The present study is one of the first to explore barriers to the implementation of smoking cessation among HCPs across all departments at a large hospital. It includes a large sample of employees who participated anonymously, thereby increasing the reliability and reducing bias in the results. A relatively large number of participants gave a subjective account of their perceived barriers to SCS, allowing for both breadth and depth in the qualitative data set.
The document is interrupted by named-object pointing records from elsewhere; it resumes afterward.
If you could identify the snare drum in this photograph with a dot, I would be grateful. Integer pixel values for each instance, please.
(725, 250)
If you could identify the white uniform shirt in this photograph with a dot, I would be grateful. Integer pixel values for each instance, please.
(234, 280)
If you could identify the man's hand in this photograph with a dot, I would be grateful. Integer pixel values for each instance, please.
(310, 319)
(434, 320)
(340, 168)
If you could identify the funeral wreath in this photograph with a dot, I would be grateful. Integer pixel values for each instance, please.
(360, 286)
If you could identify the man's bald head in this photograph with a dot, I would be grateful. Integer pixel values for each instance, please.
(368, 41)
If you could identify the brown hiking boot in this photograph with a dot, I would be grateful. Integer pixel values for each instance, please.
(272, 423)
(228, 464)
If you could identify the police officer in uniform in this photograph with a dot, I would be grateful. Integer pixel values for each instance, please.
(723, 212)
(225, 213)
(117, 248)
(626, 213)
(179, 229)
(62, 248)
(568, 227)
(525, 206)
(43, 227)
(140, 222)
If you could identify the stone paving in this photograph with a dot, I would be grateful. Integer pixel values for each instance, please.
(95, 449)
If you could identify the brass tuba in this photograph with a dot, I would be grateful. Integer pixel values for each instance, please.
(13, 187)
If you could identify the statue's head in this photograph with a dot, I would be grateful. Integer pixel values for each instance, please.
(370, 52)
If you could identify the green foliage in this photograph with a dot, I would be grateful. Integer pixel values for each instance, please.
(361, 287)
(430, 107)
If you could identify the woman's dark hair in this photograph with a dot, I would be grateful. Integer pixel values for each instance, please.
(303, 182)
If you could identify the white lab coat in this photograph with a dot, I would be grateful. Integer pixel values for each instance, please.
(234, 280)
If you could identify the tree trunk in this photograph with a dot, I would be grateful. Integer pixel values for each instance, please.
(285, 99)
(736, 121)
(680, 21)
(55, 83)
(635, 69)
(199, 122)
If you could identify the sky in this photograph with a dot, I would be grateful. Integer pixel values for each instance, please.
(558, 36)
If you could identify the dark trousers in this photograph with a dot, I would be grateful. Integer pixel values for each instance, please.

Some limitations should be noted. First, participants were prompted to give their free-text account as an addition to the pre-defined list of barriers. We can, therefore, not present in-depth accounts of individual participants’ subjective understanding of each barrier. An interview-based approach could have yielded a deeper understanding of barriers from the perspective of individual HCPs, but it would also have compromised the sample size of the study. Second, some response options in the pre-defined list of barriers in the survey overlapped, e.g. ‘lack of skills’ and ‘lack of knowledge’. Third, HCPs’ own smoking status has previously been shown to influence both their perceived relevance of smoking cessation for patients and their engagement in SCS33,34. However, we did not assess participants’ smoking status in the present study, as that could potentially have negatively affected their willingness to take part in the survey. Fourth, only 24% of the total sample gave a free-text response in the survey. However, the characteristics of the qualitative subsample were generally comparable to those of the total sample. Fifth, the ‘Other’ category was a common predictor of the most frequent barriers in the present study, but as the participants were not given the opportunity to describe these categories further, it was not possible to conclude exactly what types of HCPs and clinics these categories include. Sixth, data were only collected from the HCPs’ perspective, not including the patient and/or management perspective, which limits the external validity of the results. Future studies should use triangulation approaches to data collection by addressing patient, provider, and organizational perspectives.

CONCLUSIONS

The combination of quantitative and qualitative analyses in this study highlights barriers to SCS on multiple levels among HCPs in a hospital setting: the patient, provider, and organizational level. Therefore, with the objective of providing more efficient smoking cessation support to patients in the hospital setting, barriers at all levels should be addressed when designing implementation strategies. Future studies and implementation should include data from the patient’s perspective, with the aim of increasing the validity of the findings.